The ideal is a full measure of both -- a person deeply committed to Christ and showing that through their everyday actions and deeds.
The problem is this: how many people do you know like that? I know none.
But that's what Willard is getting at in "Renovation of the Heart" -- that our objective while alive in this life is to commit ourselves to be real disciples of Christ, to truly "follow" him (and his example), and to grow each day in that role as disciple.
That's more or less the message of my Cornerstone #6 -- "Man's Response." When I first started the cornerstone series, I envisioned #6 as what should be the response of someone who has truly contemplated the sorry state of their sinfulness and compared it against the gift of salvation through Christ. And I could think of no other response than deep, humble gratitude.

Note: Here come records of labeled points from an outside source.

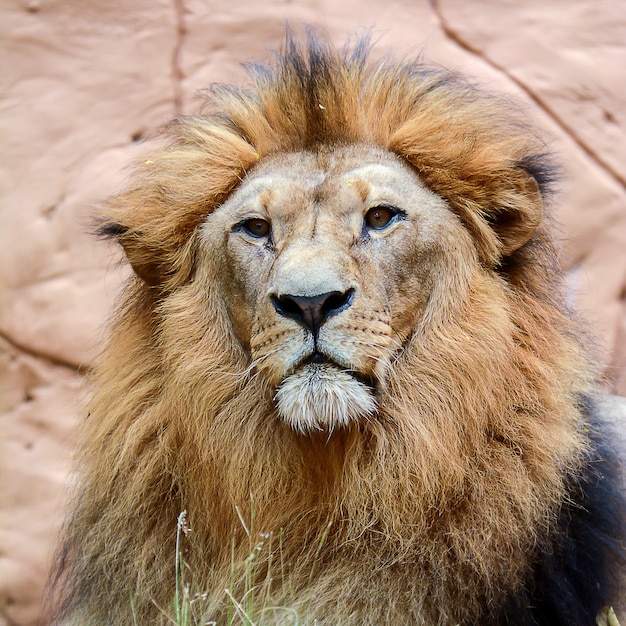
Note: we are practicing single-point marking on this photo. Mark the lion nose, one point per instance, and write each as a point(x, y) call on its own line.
point(313, 311)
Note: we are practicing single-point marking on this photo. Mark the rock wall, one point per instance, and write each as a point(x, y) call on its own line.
point(84, 84)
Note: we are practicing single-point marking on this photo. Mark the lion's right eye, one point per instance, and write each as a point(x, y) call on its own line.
point(256, 227)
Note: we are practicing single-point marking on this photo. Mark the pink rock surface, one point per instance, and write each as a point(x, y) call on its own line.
point(84, 82)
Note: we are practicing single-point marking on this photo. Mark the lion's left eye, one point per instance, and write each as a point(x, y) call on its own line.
point(381, 216)
point(256, 227)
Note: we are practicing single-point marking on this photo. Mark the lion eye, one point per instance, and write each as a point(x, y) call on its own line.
point(380, 216)
point(256, 227)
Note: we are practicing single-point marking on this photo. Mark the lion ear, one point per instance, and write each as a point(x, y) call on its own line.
point(155, 264)
point(518, 214)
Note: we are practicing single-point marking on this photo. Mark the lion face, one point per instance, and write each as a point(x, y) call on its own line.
point(320, 257)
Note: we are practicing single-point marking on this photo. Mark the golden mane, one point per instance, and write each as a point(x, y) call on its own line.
point(433, 510)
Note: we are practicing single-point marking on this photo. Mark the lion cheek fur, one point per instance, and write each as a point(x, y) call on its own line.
point(320, 397)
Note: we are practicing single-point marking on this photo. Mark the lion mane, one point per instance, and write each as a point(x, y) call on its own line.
point(475, 488)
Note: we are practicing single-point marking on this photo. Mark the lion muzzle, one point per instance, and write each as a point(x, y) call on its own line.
point(319, 396)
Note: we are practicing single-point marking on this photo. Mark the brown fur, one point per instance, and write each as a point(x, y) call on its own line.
point(427, 513)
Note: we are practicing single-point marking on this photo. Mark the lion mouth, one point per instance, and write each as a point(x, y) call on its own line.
point(319, 359)
point(322, 395)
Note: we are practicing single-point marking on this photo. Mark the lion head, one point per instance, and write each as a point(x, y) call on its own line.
point(344, 325)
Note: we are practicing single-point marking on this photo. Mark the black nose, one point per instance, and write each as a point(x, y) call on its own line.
point(313, 311)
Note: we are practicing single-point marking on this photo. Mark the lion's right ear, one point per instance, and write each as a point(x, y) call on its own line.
point(164, 264)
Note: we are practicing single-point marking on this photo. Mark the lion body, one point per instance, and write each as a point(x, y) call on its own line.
point(411, 454)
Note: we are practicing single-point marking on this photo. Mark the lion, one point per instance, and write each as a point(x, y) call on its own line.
point(344, 357)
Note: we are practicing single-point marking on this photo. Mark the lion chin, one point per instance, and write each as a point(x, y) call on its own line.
point(319, 396)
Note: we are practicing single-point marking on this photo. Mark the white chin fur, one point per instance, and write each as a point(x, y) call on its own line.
point(322, 397)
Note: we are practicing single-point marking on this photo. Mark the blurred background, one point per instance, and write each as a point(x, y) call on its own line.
point(85, 83)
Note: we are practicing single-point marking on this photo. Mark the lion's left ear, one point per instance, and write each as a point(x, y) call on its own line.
point(517, 214)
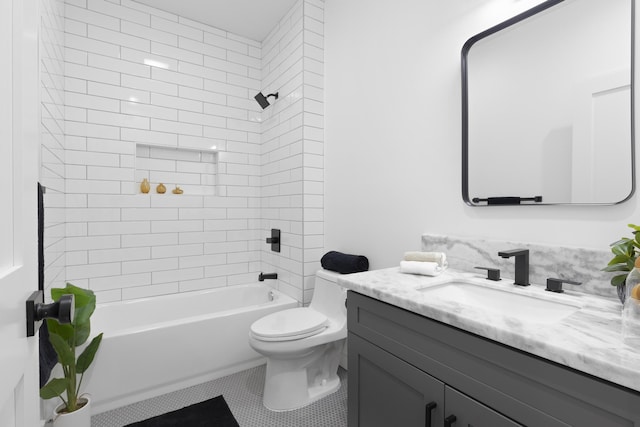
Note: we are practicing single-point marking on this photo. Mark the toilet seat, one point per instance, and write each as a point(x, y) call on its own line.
point(291, 324)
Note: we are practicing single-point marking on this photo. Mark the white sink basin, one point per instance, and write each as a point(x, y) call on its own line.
point(516, 302)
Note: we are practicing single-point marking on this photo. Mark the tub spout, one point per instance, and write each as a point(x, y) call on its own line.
point(263, 276)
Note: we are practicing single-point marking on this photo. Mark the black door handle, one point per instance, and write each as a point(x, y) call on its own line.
point(428, 409)
point(62, 310)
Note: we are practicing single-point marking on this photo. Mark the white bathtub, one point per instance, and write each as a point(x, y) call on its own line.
point(156, 345)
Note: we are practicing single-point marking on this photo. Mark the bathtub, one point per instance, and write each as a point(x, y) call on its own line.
point(157, 345)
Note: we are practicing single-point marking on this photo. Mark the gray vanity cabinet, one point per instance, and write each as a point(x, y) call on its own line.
point(401, 363)
point(392, 392)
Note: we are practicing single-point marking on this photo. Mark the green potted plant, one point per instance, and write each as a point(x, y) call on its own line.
point(625, 252)
point(65, 339)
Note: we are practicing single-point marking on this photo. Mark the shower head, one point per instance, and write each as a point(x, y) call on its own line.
point(263, 101)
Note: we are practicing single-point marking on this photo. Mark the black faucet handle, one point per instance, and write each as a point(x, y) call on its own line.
point(492, 273)
point(555, 285)
point(513, 252)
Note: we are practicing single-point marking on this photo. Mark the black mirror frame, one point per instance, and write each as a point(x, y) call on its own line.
point(465, 103)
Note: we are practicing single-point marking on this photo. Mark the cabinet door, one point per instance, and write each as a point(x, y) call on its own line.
point(463, 411)
point(386, 391)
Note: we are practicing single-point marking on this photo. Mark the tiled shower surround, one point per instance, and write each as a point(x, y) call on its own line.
point(137, 77)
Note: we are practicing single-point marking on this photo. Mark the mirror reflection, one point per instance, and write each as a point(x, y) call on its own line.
point(547, 106)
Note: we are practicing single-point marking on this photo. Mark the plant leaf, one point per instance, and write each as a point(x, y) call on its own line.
point(54, 388)
point(65, 331)
point(619, 259)
point(66, 355)
point(621, 247)
point(85, 359)
point(618, 280)
point(616, 267)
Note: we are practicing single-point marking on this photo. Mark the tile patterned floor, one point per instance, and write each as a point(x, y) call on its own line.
point(243, 393)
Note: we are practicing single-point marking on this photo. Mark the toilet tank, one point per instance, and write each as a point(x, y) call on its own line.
point(329, 297)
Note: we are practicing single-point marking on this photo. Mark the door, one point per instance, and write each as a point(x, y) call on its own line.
point(387, 391)
point(19, 132)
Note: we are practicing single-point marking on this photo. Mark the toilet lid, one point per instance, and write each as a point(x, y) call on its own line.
point(294, 323)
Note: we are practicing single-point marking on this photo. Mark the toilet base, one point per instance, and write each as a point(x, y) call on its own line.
point(293, 383)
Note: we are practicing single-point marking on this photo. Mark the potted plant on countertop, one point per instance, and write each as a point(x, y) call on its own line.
point(625, 252)
point(65, 339)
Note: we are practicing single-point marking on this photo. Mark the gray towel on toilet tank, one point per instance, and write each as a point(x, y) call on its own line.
point(344, 263)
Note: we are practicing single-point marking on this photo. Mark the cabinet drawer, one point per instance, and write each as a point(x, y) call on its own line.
point(532, 390)
point(468, 412)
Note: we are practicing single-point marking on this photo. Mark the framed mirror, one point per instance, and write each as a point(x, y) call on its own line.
point(547, 107)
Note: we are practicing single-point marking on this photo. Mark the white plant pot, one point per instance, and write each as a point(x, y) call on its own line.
point(79, 418)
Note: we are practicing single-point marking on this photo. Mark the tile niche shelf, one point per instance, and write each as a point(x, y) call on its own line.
point(193, 170)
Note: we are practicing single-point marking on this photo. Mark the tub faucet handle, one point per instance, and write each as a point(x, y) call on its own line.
point(263, 276)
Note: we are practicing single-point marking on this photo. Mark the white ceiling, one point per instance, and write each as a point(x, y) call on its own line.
point(253, 19)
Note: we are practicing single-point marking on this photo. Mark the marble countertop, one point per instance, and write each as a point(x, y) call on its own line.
point(588, 340)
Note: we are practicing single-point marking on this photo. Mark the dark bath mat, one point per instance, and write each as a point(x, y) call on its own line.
point(210, 413)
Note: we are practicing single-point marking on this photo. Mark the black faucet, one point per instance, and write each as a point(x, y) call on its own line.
point(522, 265)
point(263, 276)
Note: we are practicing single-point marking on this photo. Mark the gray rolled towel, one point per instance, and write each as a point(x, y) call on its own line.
point(344, 263)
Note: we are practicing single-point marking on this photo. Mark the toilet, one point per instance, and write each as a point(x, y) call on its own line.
point(303, 347)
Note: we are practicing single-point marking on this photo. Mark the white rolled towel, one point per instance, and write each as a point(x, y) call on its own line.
point(424, 268)
point(438, 257)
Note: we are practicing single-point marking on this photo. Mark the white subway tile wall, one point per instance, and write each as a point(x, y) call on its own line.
point(52, 150)
point(144, 91)
point(292, 147)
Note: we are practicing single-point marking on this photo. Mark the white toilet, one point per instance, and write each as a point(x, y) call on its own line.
point(303, 347)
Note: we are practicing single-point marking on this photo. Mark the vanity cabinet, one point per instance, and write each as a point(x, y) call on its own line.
point(408, 370)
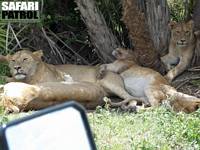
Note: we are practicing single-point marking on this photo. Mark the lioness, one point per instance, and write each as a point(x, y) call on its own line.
point(146, 83)
point(18, 96)
point(27, 67)
point(181, 49)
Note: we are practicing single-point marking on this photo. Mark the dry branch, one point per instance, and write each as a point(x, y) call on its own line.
point(100, 35)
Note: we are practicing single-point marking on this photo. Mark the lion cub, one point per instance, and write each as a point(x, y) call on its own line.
point(147, 84)
point(181, 48)
point(124, 65)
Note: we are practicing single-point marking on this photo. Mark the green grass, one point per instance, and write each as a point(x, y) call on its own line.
point(147, 130)
point(152, 129)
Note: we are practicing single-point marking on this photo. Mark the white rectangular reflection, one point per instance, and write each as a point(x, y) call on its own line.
point(58, 130)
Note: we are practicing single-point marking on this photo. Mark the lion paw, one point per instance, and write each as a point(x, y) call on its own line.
point(101, 72)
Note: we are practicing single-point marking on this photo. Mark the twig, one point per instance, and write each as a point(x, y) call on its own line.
point(7, 35)
point(181, 84)
point(184, 81)
point(15, 35)
point(191, 78)
point(15, 47)
point(68, 47)
point(194, 69)
point(52, 45)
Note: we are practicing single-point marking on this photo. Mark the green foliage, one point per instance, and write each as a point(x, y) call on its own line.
point(150, 129)
point(147, 130)
point(2, 38)
point(180, 10)
point(112, 12)
point(4, 71)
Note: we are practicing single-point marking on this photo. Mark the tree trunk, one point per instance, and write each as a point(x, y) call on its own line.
point(146, 49)
point(157, 14)
point(196, 18)
point(100, 35)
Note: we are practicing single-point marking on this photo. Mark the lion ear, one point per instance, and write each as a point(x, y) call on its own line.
point(38, 53)
point(171, 24)
point(191, 23)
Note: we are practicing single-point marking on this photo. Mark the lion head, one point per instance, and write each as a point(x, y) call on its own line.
point(123, 54)
point(182, 34)
point(24, 63)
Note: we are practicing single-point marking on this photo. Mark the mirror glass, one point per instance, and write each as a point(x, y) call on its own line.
point(59, 130)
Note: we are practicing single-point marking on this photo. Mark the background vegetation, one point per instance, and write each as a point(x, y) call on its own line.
point(157, 128)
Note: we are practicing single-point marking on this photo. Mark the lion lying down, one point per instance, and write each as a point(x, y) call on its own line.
point(43, 84)
point(17, 96)
point(146, 84)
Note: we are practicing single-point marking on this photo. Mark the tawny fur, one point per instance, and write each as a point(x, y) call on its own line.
point(181, 49)
point(27, 67)
point(19, 96)
point(148, 84)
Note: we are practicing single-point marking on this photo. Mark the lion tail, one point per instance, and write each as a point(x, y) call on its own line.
point(180, 101)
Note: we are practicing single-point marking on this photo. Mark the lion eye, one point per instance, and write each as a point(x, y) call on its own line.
point(25, 59)
point(187, 32)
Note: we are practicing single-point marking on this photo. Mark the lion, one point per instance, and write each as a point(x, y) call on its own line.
point(19, 96)
point(28, 67)
point(181, 48)
point(146, 83)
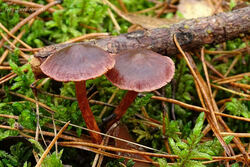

So why is it so hard? Is it because we're all not really Christians? I'd hesitate to venture that conclusion. Willard argues in "Renovation of the Heart" that we are unable to simply "will" ourselves to faithful obedience because there's more to our makeup than our will. Our will is one piece, but not the total mechanism. And if the other pieces aren't aligned to God as well, then simply exerting our will is likely to result in failure.
I can attest to the validity of that statement.
So I don't really have much argument with the basic thrust of Willard's argument. One thing troubles me, though ... his focus is so far removed from inherent sinfulness of man and salvation through Christ and Christ alone that I wonder ...
- Does he not believe that Christ is the only way?
- Or does he simply presuppose true saving faith in the work of Christ, and then get on to the issues of growing in Christ after that?
I'd like to believe the latter. I'm still pondering it and reading his writings with a keen eye.'
In any event, that's what is animating my heart right now ... I know that there are elements of my mind, my thoughts, my feelings, closely held images of myself and others ... that simply can't remain forever. They are too limiting and destructive. I honestly don't believe I can change them on my own, but I honestly believe that God can. Somewhere in the middle of all that is a cooperative and increasing surrender of myself to Christ, with the expectation (hope?) of his healing Spirit making the necessary changes to things beyond my reach.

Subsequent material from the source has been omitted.